Three weeks prior to that mouth-watering contest, ‘The Notorious’ Conor McGregor (0-0-0, 0 KOs) will step into the ring to make his professional boxing debut against one of the greatest boxers of all time, Floyd ‘Money’ Mayweather Jr (49-0-0, 26 KOs).
Following on from this media-hyped event, the super-fight I’m referring to is of course none other than Saul ‘Canelo’ Alvarez (49-1-1, 34 KOs) taking on Gennady ‘GGG’ Golovkin (37-0-0, 33 KOs) on 16 September.
Let me set the record straight: I’m not against the Mayweather versus McGregor event taking place. Will I be watching the fight? Yes. Do I think it’s going to be a competitive match-up? No.
Mayweather Jr and McGregor, along with their teams, are highly intelligent businessmen who know how to sell both a fight and themselves and, above all, how to make money. They are also immensely skilled elite athletes who will surely put on an intriguing contest when 26 August rolls around; however, with no world title on the line, Mayweather Jr on the decline and McGregor undertaking his maiden foray into the sport, it’s not the fight that should be getting all of the limelight.
Three weeks later at the same venue the Canelo versus GGG rivalry will finally come to a head, and although Anthony Joshua’s crushing 11th round knockout victory over Wladimir Klitschko back in April was a tremendous display of what boxing has to offer, I’m backing this fight to live up to the hype and become the standout fight of the year, if not the greatest night for boxing in recent history.
It will see two incredible fighters, both currently in their prime, pit themselves against each other in a sport that they have dedicated their lives to since they were children to establish who will be crowned the true unified and undisputed king of the middleweight division.
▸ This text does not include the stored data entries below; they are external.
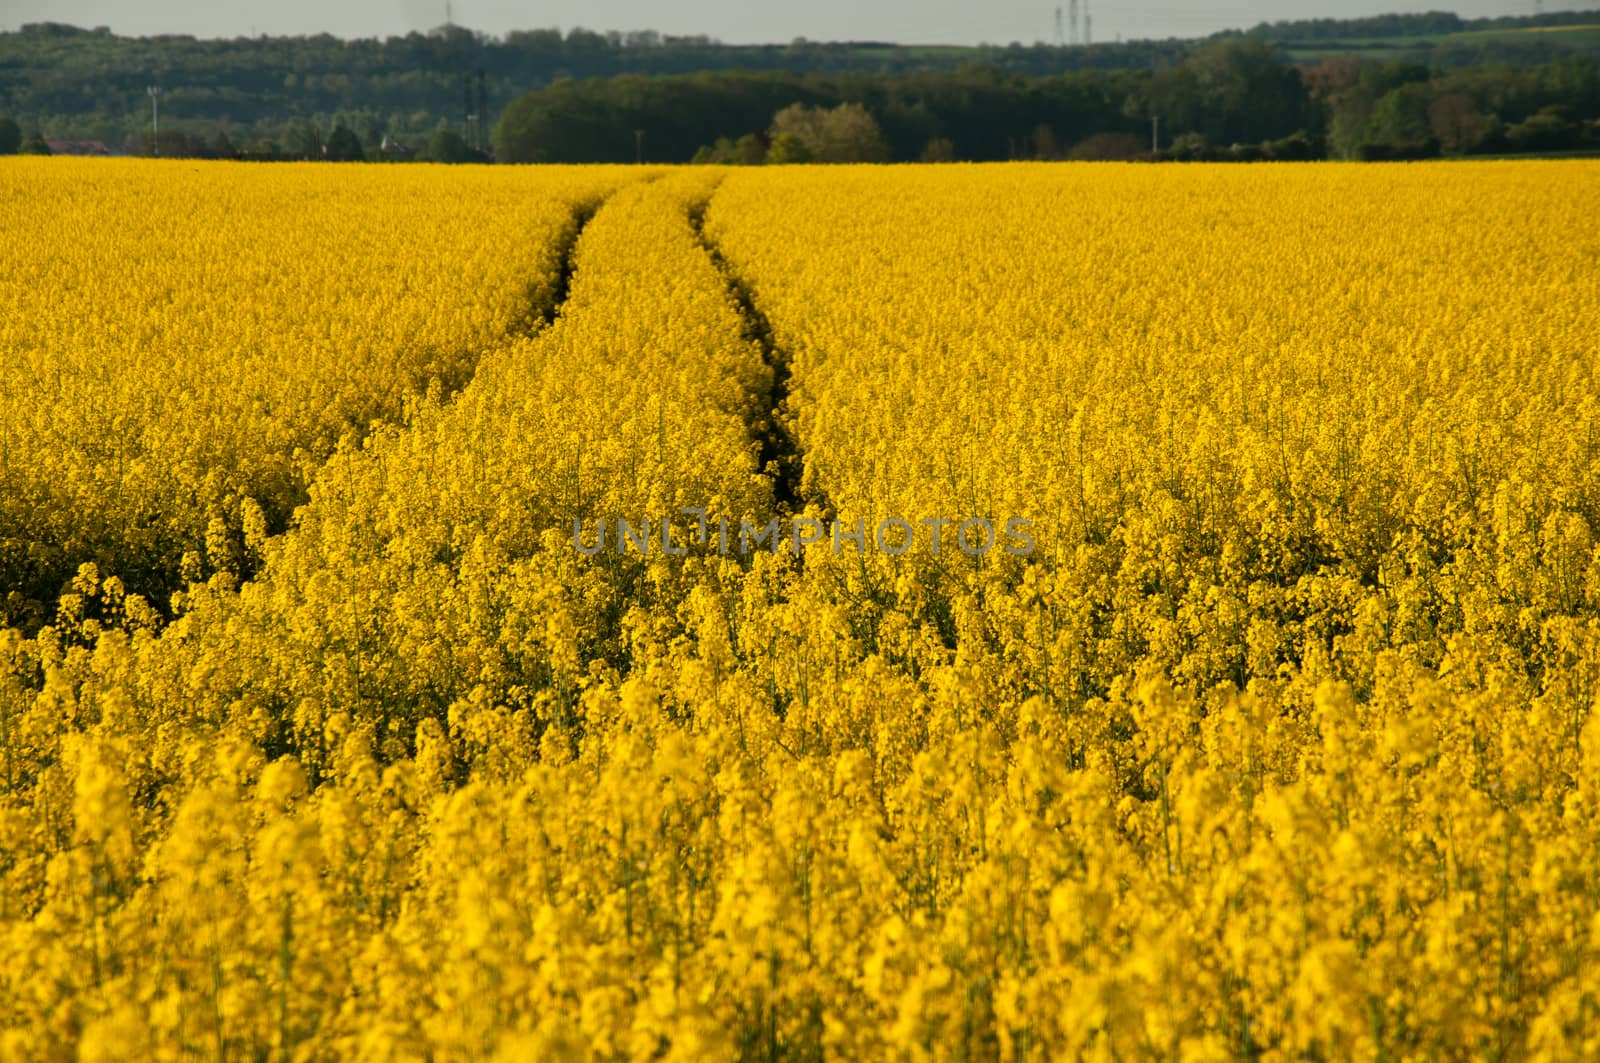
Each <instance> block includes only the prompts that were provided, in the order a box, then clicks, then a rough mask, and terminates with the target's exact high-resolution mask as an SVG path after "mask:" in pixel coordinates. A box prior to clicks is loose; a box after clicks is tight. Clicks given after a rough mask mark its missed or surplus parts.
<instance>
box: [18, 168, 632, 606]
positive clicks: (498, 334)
mask: <svg viewBox="0 0 1600 1063" xmlns="http://www.w3.org/2000/svg"><path fill="white" fill-rule="evenodd" d="M621 179H622V176H621V171H606V170H602V168H594V170H576V171H555V170H550V171H541V173H539V176H536V178H530V174H526V173H506V171H477V173H474V174H470V176H451V178H450V179H448V181H446V179H442V173H440V170H438V168H429V166H421V168H411V166H403V168H402V166H397V168H379V166H374V168H362V170H358V171H355V173H338V171H328V170H318V168H293V166H290V168H285V166H267V168H258V166H197V165H194V163H184V162H134V160H130V162H125V163H115V165H109V166H107V165H104V163H99V162H98V160H35V158H16V160H8V163H6V165H5V166H3V168H0V588H3V592H0V623H3V621H10V623H22V624H32V626H37V620H40V616H38V607H40V604H43V605H45V607H46V608H50V607H53V605H54V599H56V596H58V594H59V592H61V589H62V584H64V583H66V581H67V580H69V578H70V576H72V573H74V572H75V570H77V567H78V565H80V564H85V562H94V564H98V565H101V567H102V568H109V570H114V572H117V573H118V575H120V576H122V578H123V580H125V581H126V583H128V586H130V588H134V589H138V591H142V592H146V594H152V596H155V594H158V592H160V591H162V589H165V588H170V586H173V584H176V583H178V581H179V580H181V578H182V576H186V575H187V576H190V578H192V576H194V575H198V573H210V572H216V570H222V568H227V570H248V568H250V565H248V560H250V559H248V546H246V543H245V540H246V538H250V536H248V530H250V527H251V525H254V527H258V528H261V530H274V532H275V530H282V528H283V527H285V525H286V523H288V517H290V514H291V512H293V509H294V506H296V504H299V503H301V501H304V495H306V482H307V479H309V474H310V472H312V471H314V469H315V467H317V466H320V464H322V461H323V459H325V458H326V456H328V455H330V453H331V451H333V448H334V447H336V443H338V442H339V439H341V437H344V435H347V434H352V435H354V437H355V439H360V437H362V435H365V434H366V432H368V431H370V426H371V424H373V423H376V421H382V423H394V421H398V419H402V418H403V415H405V408H406V402H408V400H414V399H418V397H419V395H424V394H426V392H427V391H429V389H430V387H432V389H437V392H438V394H450V392H453V391H454V389H458V387H459V386H461V384H462V383H464V381H466V379H467V378H469V376H470V373H472V368H474V365H475V362H477V359H478V357H480V355H482V352H483V351H485V349H486V347H488V346H491V344H496V343H499V341H502V339H504V338H506V335H507V333H509V331H515V330H518V328H526V327H530V325H533V323H534V319H536V317H538V315H539V314H541V312H547V311H549V307H550V304H552V301H554V298H555V290H554V288H555V285H557V280H558V275H560V264H562V248H563V245H566V243H570V242H571V235H573V232H574V231H576V224H578V219H576V216H578V215H579V213H581V211H582V210H586V208H592V205H594V203H595V202H597V200H598V199H600V197H602V195H603V194H605V192H606V191H608V189H611V187H616V184H619V183H621ZM186 556H189V564H187V565H186V562H184V559H186ZM162 605H165V602H162ZM46 616H48V613H46Z"/></svg>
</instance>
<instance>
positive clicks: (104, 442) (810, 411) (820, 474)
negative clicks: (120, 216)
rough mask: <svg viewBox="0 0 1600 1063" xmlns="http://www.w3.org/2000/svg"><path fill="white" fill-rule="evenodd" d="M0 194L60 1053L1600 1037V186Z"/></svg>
mask: <svg viewBox="0 0 1600 1063" xmlns="http://www.w3.org/2000/svg"><path fill="white" fill-rule="evenodd" d="M0 187H5V189H6V192H8V194H10V195H8V199H6V200H0V202H3V203H5V205H3V207H0V219H3V221H0V224H3V227H5V229H6V231H11V229H13V227H14V226H22V224H24V223H22V221H19V219H22V218H27V219H29V223H27V224H37V221H34V219H37V218H53V219H56V221H54V223H53V224H54V226H56V227H59V229H61V231H70V232H77V234H80V235H78V239H77V242H66V243H62V245H61V247H58V245H48V243H27V245H18V243H16V242H8V243H6V245H5V250H0V279H3V280H5V287H3V288H0V299H5V303H3V309H5V317H0V357H3V359H5V362H3V365H0V379H3V381H5V383H3V387H5V391H3V392H0V394H3V397H5V399H3V407H0V424H3V431H5V437H3V439H5V447H6V448H5V451H3V453H0V477H3V479H0V483H3V487H5V490H3V493H0V519H3V520H5V525H3V528H0V541H3V544H5V546H6V549H8V551H10V552H5V554H0V578H3V580H5V583H3V584H0V592H6V594H13V596H16V597H14V599H13V600H14V602H32V600H35V599H38V596H40V594H42V589H40V588H45V586H48V588H50V589H51V594H54V592H56V586H51V584H48V580H51V578H56V576H54V572H56V568H59V567H69V572H67V578H69V581H67V583H66V584H64V586H59V594H56V596H54V600H51V602H50V610H48V612H37V610H35V612H32V613H30V612H27V610H26V608H21V605H19V607H18V615H16V616H13V621H14V623H19V626H18V628H14V629H11V631H5V632H0V949H3V954H5V957H6V964H5V965H0V1058H18V1060H35V1058H43V1060H53V1058H85V1060H123V1058H152V1060H181V1058H221V1060H232V1058H272V1060H278V1058H283V1060H323V1058H362V1060H424V1058H435V1060H478V1058H504V1060H544V1058H574V1060H621V1058H626V1060H778V1058H851V1060H854V1058H862V1060H877V1058H898V1060H1035V1058H1050V1060H1058V1058H1059V1060H1075V1058H1096V1060H1130V1058H1182V1060H1203V1058H1237V1057H1251V1058H1264V1060H1301V1058H1328V1060H1334V1058H1392V1060H1432V1058H1462V1057H1469V1058H1478V1057H1483V1058H1501V1060H1533V1058H1539V1060H1581V1058H1594V1057H1597V1055H1600V722H1595V708H1597V704H1600V549H1597V543H1595V530H1597V528H1600V435H1597V432H1600V379H1597V375H1600V339H1597V335H1600V331H1597V323H1600V285H1597V283H1595V279H1597V274H1600V165H1597V163H1590V162H1518V163H1434V165H1304V166H1301V165H1270V166H1227V165H1214V166H1211V165H1186V166H1141V165H1006V166H894V168H885V166H861V168H854V166H837V168H822V166H818V168H806V166H784V168H766V170H760V171H755V170H752V171H739V170H733V171H718V170H704V168H696V170H685V171H637V173H627V171H621V170H598V168H576V170H570V171H554V170H504V171H501V170H496V171H493V173H474V171H470V170H446V168H350V166H274V168H262V170H253V168H242V166H229V165H187V163H186V165H178V163H165V165H152V163H133V162H130V163H96V165H90V163H66V165H62V163H61V162H58V160H43V162H37V160H27V162H22V163H18V165H13V163H6V165H5V166H0ZM595 205H598V208H597V210H594V213H592V218H590V216H589V215H590V210H592V208H594V207H595ZM133 207H138V208H142V210H144V211H147V215H149V216H147V218H144V219H141V221H136V223H131V224H128V226H120V227H114V226H112V224H110V223H109V218H110V215H112V213H114V211H120V210H133ZM202 219H210V221H208V223H203V221H202ZM379 224H382V226H386V229H384V231H382V234H381V235H374V232H373V226H379ZM182 232H189V234H190V235H189V237H181V235H176V234H182ZM251 234H259V235H258V237H256V239H258V240H259V243H253V237H251ZM336 234H338V235H336ZM574 234H576V243H574V247H571V250H570V251H568V245H570V243H573V240H574ZM341 243H342V247H341ZM141 267H142V269H144V272H141ZM278 271H282V272H283V275H282V277H280V274H278ZM568 274H570V283H568ZM557 304H558V306H557ZM152 306H160V307H165V309H163V311H162V312H160V314H157V312H155V311H152ZM397 319H398V320H397ZM538 319H549V323H546V325H541V323H538ZM330 322H336V325H333V323H330ZM51 373H58V376H56V378H51ZM432 381H438V383H437V384H432ZM430 386H432V392H434V394H432V397H429V394H427V392H429V389H430ZM269 399H270V403H272V405H270V408H269V405H267V403H269ZM278 403H283V405H278ZM280 410H283V413H282V415H280V413H278V411H280ZM290 411H293V415H291V413H290ZM168 440H170V442H168ZM134 443H136V445H134ZM123 448H133V450H134V451H136V453H138V455H139V458H138V461H134V459H131V458H118V455H120V453H122V451H123ZM118 461H120V464H118ZM266 499H272V501H274V504H277V506H278V509H277V512H278V514H280V515H278V517H277V520H274V522H269V520H266V519H258V517H251V515H250V512H251V509H250V507H248V506H246V504H245V503H246V501H250V503H251V504H253V506H254V507H256V511H261V512H266V509H267V501H266ZM294 506H298V509H293V507H294ZM291 511H293V517H290V512H291ZM773 520H776V525H773V527H768V525H770V522H773ZM213 523H216V525H218V527H214V528H213V527H211V525H213ZM763 535H765V538H763ZM936 543H938V544H936ZM230 544H232V546H230ZM774 548H776V549H774ZM229 551H232V554H240V552H243V554H248V556H246V557H245V559H243V560H240V559H237V557H234V559H232V560H229V559H230V557H232V556H230V554H229ZM186 554H189V556H190V559H189V560H187V562H186V560H184V557H186ZM173 559H176V560H173ZM53 567H56V568H53ZM134 578H136V580H138V581H134ZM59 583H61V581H59V578H58V584H59ZM30 621H32V623H30ZM45 621H48V623H45Z"/></svg>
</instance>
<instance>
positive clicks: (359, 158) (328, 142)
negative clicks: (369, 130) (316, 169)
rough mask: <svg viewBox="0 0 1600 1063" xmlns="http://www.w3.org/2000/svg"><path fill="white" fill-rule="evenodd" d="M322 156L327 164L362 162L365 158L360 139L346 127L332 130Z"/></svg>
mask: <svg viewBox="0 0 1600 1063" xmlns="http://www.w3.org/2000/svg"><path fill="white" fill-rule="evenodd" d="M322 154H323V158H326V160H328V162H363V160H365V158H366V149H363V147H362V138H358V136H357V134H355V131H354V130H352V128H350V126H347V125H338V126H334V128H333V133H330V134H328V142H326V144H325V146H323V149H322Z"/></svg>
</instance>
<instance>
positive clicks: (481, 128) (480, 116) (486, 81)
mask: <svg viewBox="0 0 1600 1063" xmlns="http://www.w3.org/2000/svg"><path fill="white" fill-rule="evenodd" d="M477 115H478V141H480V142H478V150H480V152H486V150H488V149H490V131H488V120H490V90H488V80H486V78H485V77H483V67H478V109H477Z"/></svg>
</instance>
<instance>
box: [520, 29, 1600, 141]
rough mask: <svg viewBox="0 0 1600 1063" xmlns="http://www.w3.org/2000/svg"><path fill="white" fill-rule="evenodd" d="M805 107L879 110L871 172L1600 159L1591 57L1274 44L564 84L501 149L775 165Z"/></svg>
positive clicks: (569, 82)
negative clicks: (1538, 57) (1185, 160)
mask: <svg viewBox="0 0 1600 1063" xmlns="http://www.w3.org/2000/svg"><path fill="white" fill-rule="evenodd" d="M790 104H803V106H808V107H813V109H824V110H826V109H837V107H840V106H843V104H859V106H861V107H864V110H866V112H867V114H869V115H870V117H872V118H874V120H875V123H877V128H878V138H880V141H882V150H880V149H877V147H870V149H862V150H864V154H862V157H861V158H859V160H862V162H864V160H870V158H877V157H880V155H882V157H886V158H890V160H918V158H925V160H976V162H982V160H1002V158H1067V157H1075V158H1136V157H1146V155H1150V154H1152V147H1154V144H1152V141H1155V142H1158V144H1160V147H1162V150H1160V157H1162V158H1322V157H1338V158H1402V157H1405V158H1419V157H1429V155H1438V154H1502V152H1566V150H1586V149H1600V134H1597V128H1595V120H1597V118H1600V64H1597V62H1595V61H1592V59H1587V58H1578V56H1574V58H1566V59H1562V61H1558V62H1552V64H1547V66H1541V67H1483V69H1475V67H1469V69H1451V70H1430V69H1429V67H1426V66H1418V64H1406V62H1360V61H1355V59H1342V58H1341V59H1326V61H1323V62H1318V64H1314V66H1294V64H1290V62H1288V61H1286V59H1285V58H1283V56H1282V53H1278V51H1275V50H1274V48H1272V46H1270V45H1267V43H1266V42H1258V40H1240V38H1232V40H1218V42H1211V43H1206V45H1203V46H1200V48H1197V50H1195V51H1194V53H1190V56H1189V58H1187V59H1184V61H1182V62H1179V64H1176V66H1173V67H1170V69H1166V70H1162V72H1157V74H1150V72H1147V70H1122V72H1077V74H1067V75H1059V77H1045V78H1030V77H1018V75H1003V74H997V72H992V70H982V69H968V70H957V72H950V74H890V75H821V74H813V75H795V74H701V75H693V77H664V78H640V77H621V78H608V80H594V82H562V83H557V85H552V86H549V88H544V90H539V91H534V93H528V94H526V96H523V98H522V99H518V101H515V102H514V104H512V106H510V107H507V109H506V112H504V114H502V115H501V120H499V125H498V126H496V130H494V150H496V157H498V158H501V160H504V162H632V160H634V158H635V157H640V155H642V157H643V158H645V160H646V162H683V160H690V158H694V157H699V158H706V160H715V162H763V160H765V158H766V155H765V152H763V150H758V147H760V149H766V147H770V146H771V141H773V138H774V134H776V131H778V122H776V117H778V114H779V112H781V110H782V109H786V107H789V106H790ZM856 142H867V141H862V139H861V138H856ZM640 146H642V147H643V150H642V152H640ZM811 154H813V155H818V152H816V150H813V152H811ZM782 158H786V160H787V158H792V154H790V152H787V150H786V152H784V154H782ZM835 160H838V162H848V160H851V158H838V157H837V155H835Z"/></svg>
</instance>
They are also both especially entertaining fighters inside the ring, with Golovkin having produced 33 stoppage wins through his 37 professional bouts and Alvarez recording 34 victories inside the distance of his 51 encounters. With both fighters having won multiple world championship belts, GGG remains undefeated, while Canelo’s only defeat came, ironically, at the hands of Mayweather Jr in September 2013 via majority decision.
On the other hand, McGregor sports a record of zero fights, zero wins and zero knockouts in the boxing ring. In mixed martial arts (MMA), he does tally an impressive 21 victories, with 19 of those coming inside the distance, along with three defeats, which also came before time. However, MMA is a completely different sport to boxing.
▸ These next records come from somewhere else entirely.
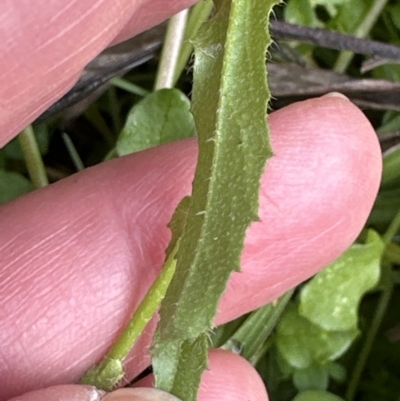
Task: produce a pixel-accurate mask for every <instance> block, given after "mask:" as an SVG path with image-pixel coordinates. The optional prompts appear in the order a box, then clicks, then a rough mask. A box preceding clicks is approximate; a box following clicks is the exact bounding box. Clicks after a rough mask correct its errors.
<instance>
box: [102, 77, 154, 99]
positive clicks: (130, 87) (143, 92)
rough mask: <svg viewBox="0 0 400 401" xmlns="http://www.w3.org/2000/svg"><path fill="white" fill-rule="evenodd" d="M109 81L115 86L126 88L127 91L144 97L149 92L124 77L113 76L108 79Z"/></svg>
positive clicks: (126, 90)
mask: <svg viewBox="0 0 400 401" xmlns="http://www.w3.org/2000/svg"><path fill="white" fill-rule="evenodd" d="M110 83H111V84H112V85H114V86H116V87H117V88H120V89H123V90H126V91H127V92H129V93H133V94H134V95H137V96H142V97H145V96H147V95H148V94H149V93H150V92H149V91H148V90H146V89H144V88H142V87H140V86H139V85H135V84H133V83H132V82H129V81H127V80H126V79H122V78H118V77H114V78H112V79H111V80H110Z"/></svg>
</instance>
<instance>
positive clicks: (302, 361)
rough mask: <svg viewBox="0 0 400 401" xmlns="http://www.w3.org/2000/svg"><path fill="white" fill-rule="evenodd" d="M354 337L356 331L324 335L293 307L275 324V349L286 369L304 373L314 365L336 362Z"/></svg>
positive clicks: (285, 310)
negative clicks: (294, 368) (333, 360)
mask: <svg viewBox="0 0 400 401" xmlns="http://www.w3.org/2000/svg"><path fill="white" fill-rule="evenodd" d="M357 334H358V331H357V330H356V329H352V330H347V331H326V330H324V329H322V328H321V327H319V326H317V325H315V324H313V323H311V322H310V321H309V320H307V319H306V318H304V317H303V316H301V315H300V314H299V312H298V310H297V308H296V306H295V305H290V306H288V307H287V309H286V310H285V312H284V314H283V316H282V318H281V320H280V321H279V323H278V326H277V339H276V345H277V347H278V350H279V352H280V354H281V356H282V357H283V358H284V359H285V360H286V362H288V363H289V365H291V366H292V367H294V368H296V369H306V368H308V367H310V366H311V365H313V364H314V363H317V364H323V363H326V362H328V361H332V360H335V359H337V358H338V357H339V356H341V355H342V354H343V353H344V352H345V351H346V350H347V349H348V347H349V346H350V345H351V343H352V342H353V340H354V339H355V338H356V336H357Z"/></svg>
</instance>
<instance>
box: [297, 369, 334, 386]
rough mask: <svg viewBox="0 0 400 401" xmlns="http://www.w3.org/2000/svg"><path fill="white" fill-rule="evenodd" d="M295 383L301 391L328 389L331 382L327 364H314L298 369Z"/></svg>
mask: <svg viewBox="0 0 400 401" xmlns="http://www.w3.org/2000/svg"><path fill="white" fill-rule="evenodd" d="M293 383H294V385H295V386H296V388H297V389H298V390H299V391H304V390H309V389H318V390H326V389H327V388H328V384H329V373H328V369H327V367H326V365H317V364H313V365H311V366H309V367H308V368H306V369H296V370H295V372H294V374H293Z"/></svg>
Mayweather Jr proudly wears his 49-0 record, of which 26 of those victories came by way of knockout, and he is also a five-division world champion who has collected 15 major world title belts. During an amateur career in which he is believed to have amassed 84 victories inside the square circle before turning professional later that year, Money also earnt a bronze medal for the USA at the 1996 Olympic Games in Atlanta.
That McGregor can be expected to give his American opponent a tough night’s work on 26 August is just not plausible to me. The UFC star lacks the experience and the skill set to trouble someone of Mayweather’s calibre – in boxing, that is. If the fight were to take place under MMA rules, McGregor would surely dominate, but it’s Queensberry rules.
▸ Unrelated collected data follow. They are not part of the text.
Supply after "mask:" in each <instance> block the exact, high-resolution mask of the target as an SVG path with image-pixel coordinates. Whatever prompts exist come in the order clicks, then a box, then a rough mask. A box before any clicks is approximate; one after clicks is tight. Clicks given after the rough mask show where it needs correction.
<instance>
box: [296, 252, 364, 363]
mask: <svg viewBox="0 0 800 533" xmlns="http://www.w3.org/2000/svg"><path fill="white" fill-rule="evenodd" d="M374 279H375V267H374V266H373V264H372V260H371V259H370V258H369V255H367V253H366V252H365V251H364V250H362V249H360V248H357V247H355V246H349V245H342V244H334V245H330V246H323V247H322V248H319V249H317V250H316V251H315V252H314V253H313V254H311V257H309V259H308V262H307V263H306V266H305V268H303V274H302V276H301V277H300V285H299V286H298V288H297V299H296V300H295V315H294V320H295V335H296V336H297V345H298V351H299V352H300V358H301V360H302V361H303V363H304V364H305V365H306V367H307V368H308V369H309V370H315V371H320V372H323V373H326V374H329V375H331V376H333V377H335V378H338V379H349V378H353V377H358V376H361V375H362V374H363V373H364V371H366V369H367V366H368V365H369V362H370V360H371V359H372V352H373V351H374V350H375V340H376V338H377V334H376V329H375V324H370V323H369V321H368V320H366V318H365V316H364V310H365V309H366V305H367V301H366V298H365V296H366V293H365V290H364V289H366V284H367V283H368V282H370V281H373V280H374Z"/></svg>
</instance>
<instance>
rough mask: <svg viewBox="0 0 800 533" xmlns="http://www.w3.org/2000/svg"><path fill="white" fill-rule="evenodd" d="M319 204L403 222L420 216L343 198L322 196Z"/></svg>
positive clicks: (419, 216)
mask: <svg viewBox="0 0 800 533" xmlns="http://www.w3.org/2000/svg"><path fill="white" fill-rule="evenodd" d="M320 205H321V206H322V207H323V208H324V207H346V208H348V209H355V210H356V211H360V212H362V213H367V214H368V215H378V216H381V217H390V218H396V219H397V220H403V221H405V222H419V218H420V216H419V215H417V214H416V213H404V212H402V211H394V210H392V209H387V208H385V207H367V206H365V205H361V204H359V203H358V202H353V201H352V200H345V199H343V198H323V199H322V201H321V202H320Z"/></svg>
Looking at the names on Money’s record, he’s beaten everyone who has been put in front of him. The list includes numerous world champion and hall of fame boxers, such as Manny Pacquiao, Ricky Hatton and Oscar De La Hoya, who lived and breathed the sport of boxing from a young age. If those men were unable to hurt him, surely McGregor cannot.
In my eyes, the Irishman relies solely on the awkwardness of his own unpredictable style along with the hope that at 40 years of age his rival’s skills have diminished considerably.
Somehow, though, this fight is the one that continues to hold the media and public’s attention, with people from all walks of life gathering for it. The reason for this is because both fighters are far superior when it comes to self-promoting, whereas Mexican Alvarez doesn’t speak English and Kazakhstan native Golovkin prefers to let his actions in the ring do the talking.
For me the most disappointing aspect is the fact that what promises to be a landmark occasion for boxing on 16 September has been overshadowed and is in danger of sailing by unnoticed by casual and would-be fans due to the money train and media circus that is Mayweather versus McGregor.